Wholeness, Healing and Joy Session

Journaling helps channel thoughts and reflections that lead to mindfulness.

Friends gather at the Centre. There’s a peace here surrounded by the quiet beauty of nature. The group sit outside, buoyed by the hillside view. Linda Longmire opens the session by introducing the concept of mindfulness. The aim is to access depths that lead to wholeness, healing and joy. The means to this wholeness and joy is through the cultivation of a healthy interior life.  

A pediatric physiotherapist, committed to contemplative practices in her personal life, Linda began leading groups after training with the Shalem Institute for Spiritual Formation. 

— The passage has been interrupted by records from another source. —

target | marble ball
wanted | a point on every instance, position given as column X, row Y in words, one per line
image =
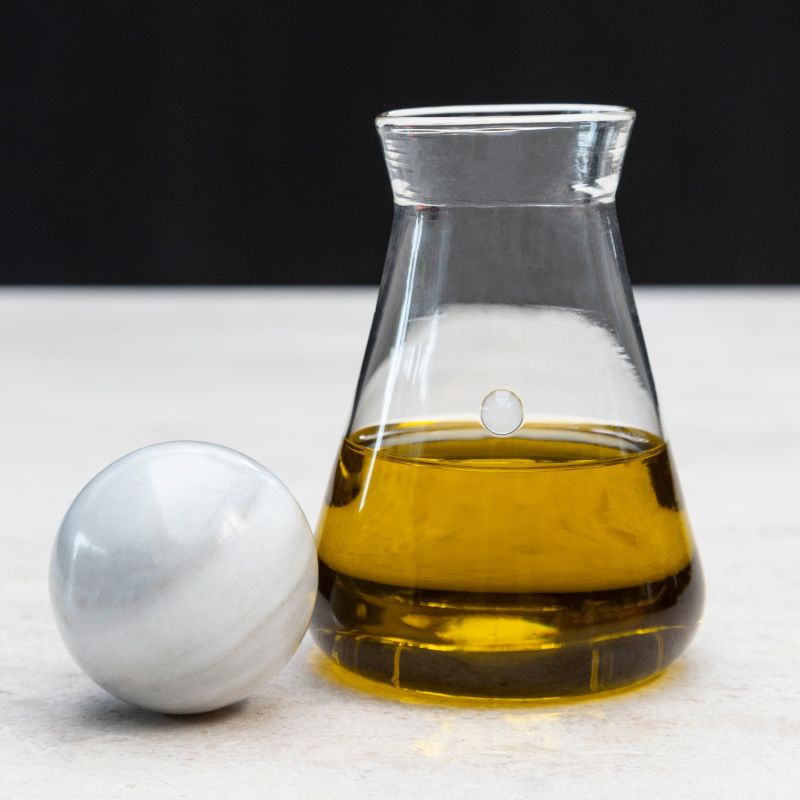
column 183, row 576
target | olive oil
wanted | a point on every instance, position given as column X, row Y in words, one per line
column 553, row 562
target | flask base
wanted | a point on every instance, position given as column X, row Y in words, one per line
column 496, row 645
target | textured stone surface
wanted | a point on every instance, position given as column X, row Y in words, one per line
column 183, row 577
column 88, row 375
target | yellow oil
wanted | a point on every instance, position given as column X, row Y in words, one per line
column 556, row 561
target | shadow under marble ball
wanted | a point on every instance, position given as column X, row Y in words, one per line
column 183, row 576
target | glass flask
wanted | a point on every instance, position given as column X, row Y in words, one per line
column 504, row 519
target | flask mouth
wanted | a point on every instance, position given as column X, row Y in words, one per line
column 514, row 115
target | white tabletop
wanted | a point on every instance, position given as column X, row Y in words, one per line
column 90, row 375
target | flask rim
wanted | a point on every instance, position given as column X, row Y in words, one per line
column 515, row 114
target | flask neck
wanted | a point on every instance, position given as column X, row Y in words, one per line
column 505, row 155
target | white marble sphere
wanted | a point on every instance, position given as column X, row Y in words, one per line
column 183, row 576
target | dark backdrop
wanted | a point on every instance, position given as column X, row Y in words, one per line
column 233, row 142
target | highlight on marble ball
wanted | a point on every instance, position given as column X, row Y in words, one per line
column 183, row 577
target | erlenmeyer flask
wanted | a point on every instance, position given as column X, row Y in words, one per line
column 504, row 519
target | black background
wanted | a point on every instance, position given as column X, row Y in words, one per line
column 233, row 142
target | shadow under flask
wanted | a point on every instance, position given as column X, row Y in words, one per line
column 504, row 519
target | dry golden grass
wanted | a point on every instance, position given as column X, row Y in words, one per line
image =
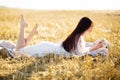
column 55, row 26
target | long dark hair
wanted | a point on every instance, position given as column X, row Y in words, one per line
column 71, row 41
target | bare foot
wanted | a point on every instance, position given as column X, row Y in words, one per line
column 22, row 22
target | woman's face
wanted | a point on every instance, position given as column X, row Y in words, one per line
column 90, row 28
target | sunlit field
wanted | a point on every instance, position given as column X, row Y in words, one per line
column 55, row 26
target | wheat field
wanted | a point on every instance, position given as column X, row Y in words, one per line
column 55, row 26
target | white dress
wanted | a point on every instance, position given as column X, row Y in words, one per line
column 44, row 48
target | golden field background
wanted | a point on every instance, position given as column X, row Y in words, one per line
column 55, row 26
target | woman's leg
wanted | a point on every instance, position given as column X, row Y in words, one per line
column 31, row 34
column 21, row 40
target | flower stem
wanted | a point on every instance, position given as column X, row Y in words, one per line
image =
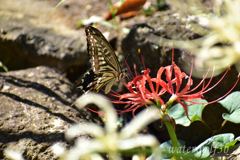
column 173, row 138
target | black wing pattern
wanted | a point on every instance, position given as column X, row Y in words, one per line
column 105, row 68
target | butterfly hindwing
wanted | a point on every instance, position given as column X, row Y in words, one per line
column 105, row 68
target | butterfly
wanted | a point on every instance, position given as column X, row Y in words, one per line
column 105, row 67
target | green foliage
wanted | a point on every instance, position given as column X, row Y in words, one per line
column 232, row 104
column 216, row 144
column 3, row 67
column 194, row 111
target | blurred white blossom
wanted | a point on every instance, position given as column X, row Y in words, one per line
column 107, row 139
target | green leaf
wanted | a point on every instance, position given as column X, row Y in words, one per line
column 194, row 112
column 232, row 104
column 165, row 150
column 213, row 145
column 3, row 66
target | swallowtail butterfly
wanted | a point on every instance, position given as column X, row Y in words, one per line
column 105, row 68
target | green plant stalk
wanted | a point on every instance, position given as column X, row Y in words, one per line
column 173, row 138
column 171, row 131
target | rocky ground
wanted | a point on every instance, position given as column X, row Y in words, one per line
column 45, row 52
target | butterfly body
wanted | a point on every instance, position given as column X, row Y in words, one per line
column 105, row 68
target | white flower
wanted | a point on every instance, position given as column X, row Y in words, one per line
column 108, row 139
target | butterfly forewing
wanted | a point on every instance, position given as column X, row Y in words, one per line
column 104, row 62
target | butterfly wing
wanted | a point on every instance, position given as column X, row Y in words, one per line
column 104, row 63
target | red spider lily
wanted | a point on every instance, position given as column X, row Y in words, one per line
column 139, row 95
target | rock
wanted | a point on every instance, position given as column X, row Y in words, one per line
column 32, row 34
column 36, row 110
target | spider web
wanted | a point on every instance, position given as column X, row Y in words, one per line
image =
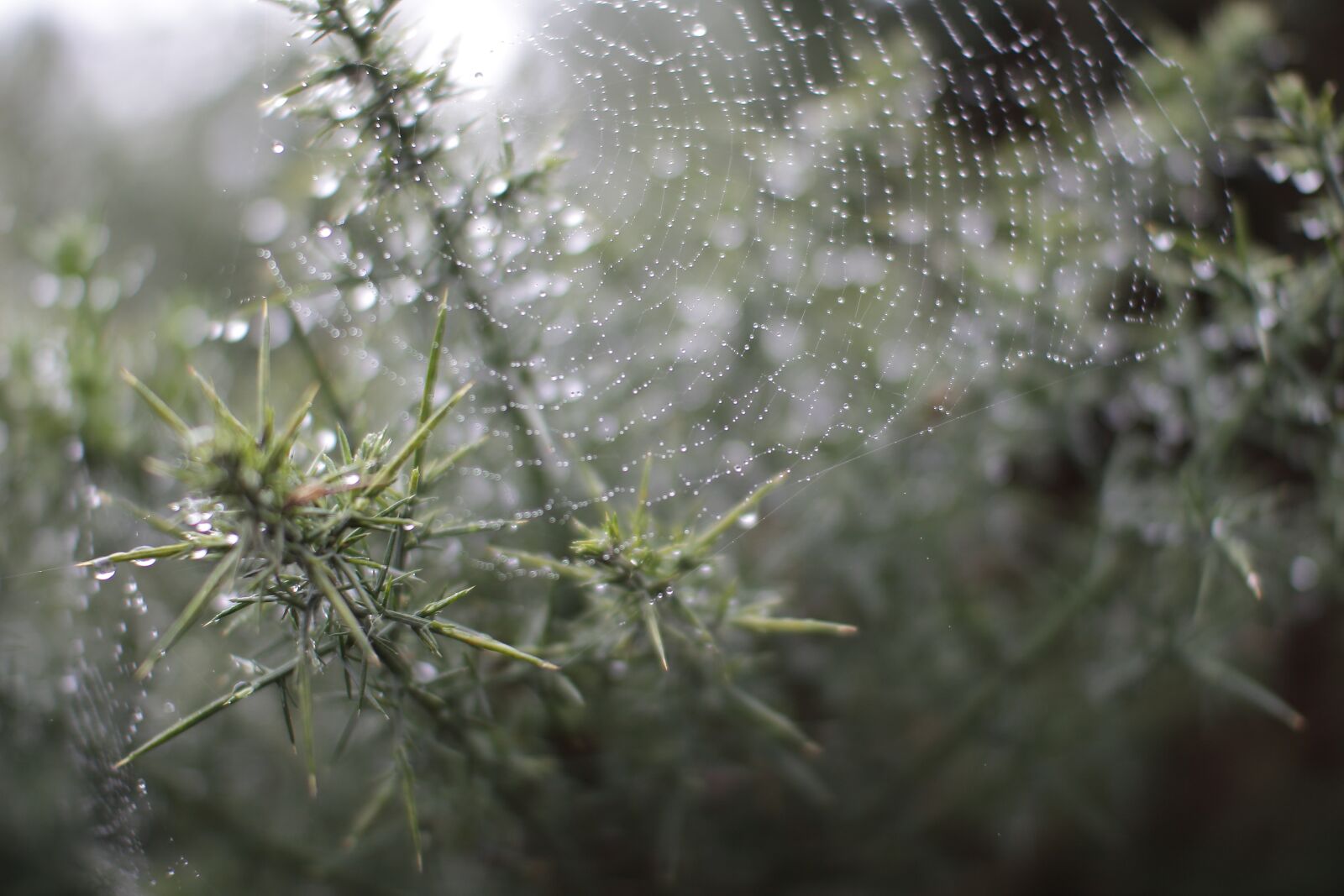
column 786, row 233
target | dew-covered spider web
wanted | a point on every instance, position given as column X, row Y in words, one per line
column 780, row 234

The group share meditations, silences and insights, then break to walk the wooded trails under cloudy skies that break into a blaze of sunlight.  As participants move through the forest and along the shore, some find a much sought after solitude—a solitude experienced in the comfortable non-demands of others–with a saying by the poet Rumi (provided by Linda), an idea that feels like a gift:  “The eyes are here for seeing; yet the soul is here for its own joy. “

Linda is a writer; it’s a central feature of her practice. She ends the session with a journaling process and asks each participant to recall a moment of joy. What do you write when you write about joy? Does the practice of mindfulness change the exercise? In recalling joy, are you able to find a place within yourself that feels true and satisfying? Is it a first step that may need further practice?
 

Linda also brought copies of one of her own books. I flip it open and immediately find something to like. I like it so much that I create my own version of the poem. Lines 1 and 2 are Linda`s; lines 3 and 4 are my own: 

If all my weaknesses were windows,   If all my doubts were doors,  My house would be drenched with sunlight,   With visitors on every floor. 

Thanks Linda for a wonderful day and for helping us seek joy in unexpected windows.